Creating Tensorflow decision forests from individual trees

17 Views Asked by At

Is possible to build a decision forest with TensorFlow from many individual decision trees? Also, remove and add individual trees that are in the decision forest based on some performance criteria? Let's think about if several workers train their trees and at the end of the process they send their trees for aggregation in the decision forest. I plan to use this model in federated learning, where the server has a decision forest and the devices send their trees for aggregation.

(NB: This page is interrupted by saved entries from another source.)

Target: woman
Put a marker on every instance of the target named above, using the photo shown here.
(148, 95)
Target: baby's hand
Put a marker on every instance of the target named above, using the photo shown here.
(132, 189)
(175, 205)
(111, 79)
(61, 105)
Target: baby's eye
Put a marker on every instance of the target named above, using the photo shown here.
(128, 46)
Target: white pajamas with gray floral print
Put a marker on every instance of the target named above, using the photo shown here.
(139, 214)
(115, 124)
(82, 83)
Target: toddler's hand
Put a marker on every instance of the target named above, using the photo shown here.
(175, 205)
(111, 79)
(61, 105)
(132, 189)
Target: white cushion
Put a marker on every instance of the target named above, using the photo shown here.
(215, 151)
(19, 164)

I'm finding it a little difficult to understand whether this solution is feasible.

1

There are 1 best solutions below

0
On

TF-DF developer here.

It's possible (but possibly quite slow) to do this in TF-DF, though this is a bit outside "normal" use cases. The key tools you need are the "model inspector" (to extract trees from the model builder) and the "model builder" (to add trees to the model). There is a tutorial for these tools here. I'll try to outline the main steps.

A TF-DF tree can be represented with the tfdf.py_tree.tree.Tree class. From an existing model, you can get extract a tree like this:

tree_idx = 4  # Which tree to extract
insp = source_model.make_inspector()  # source_model is a TF-DF model
t = inspector.extract_tree(tree_idx=0)

Now we build a model using the tree:

# Create some model
builder = tfdf.builder.RandomForestBuilder(
    path="/tmp/manual_model",
    objective=tfdf.py_tree.objective.ClassificationObjective(
        label="color", classes=["red", "blue", "green"]))
builder.add_tree(t)
# ... possibly add more trees
builder.close()

# Now load the model
manual_model = tf_keras.models.load_model("/tmp/manual_model")

You can also use TF-DF's sister library YDF which handles this task much faster and a easier. The main advantage is that YDF allows you to modify the model directly in-memory, while TF-DF only modifies the model files on disk. The YDF model can be exported to TF-DF, so in many cases this will be the better choice. Documentation for modifying models is here.

In ydf, the above code will be

import ydf  # Import the library
tree_idx = 4  # Which tree to extract
tree = source_model.get_tree(tree_idx)

Now we build a model using the tree. Note that here, the dataset is only used for defining the input features, not for training (since the model is created with 0 trees).

manual_model = model = ydf.RandomForestLearner(label="label", num_trees=0, task=ydf.Task.REGRESSION).train(dataset)
manual_model.add_tree(tree)  # Add the tree.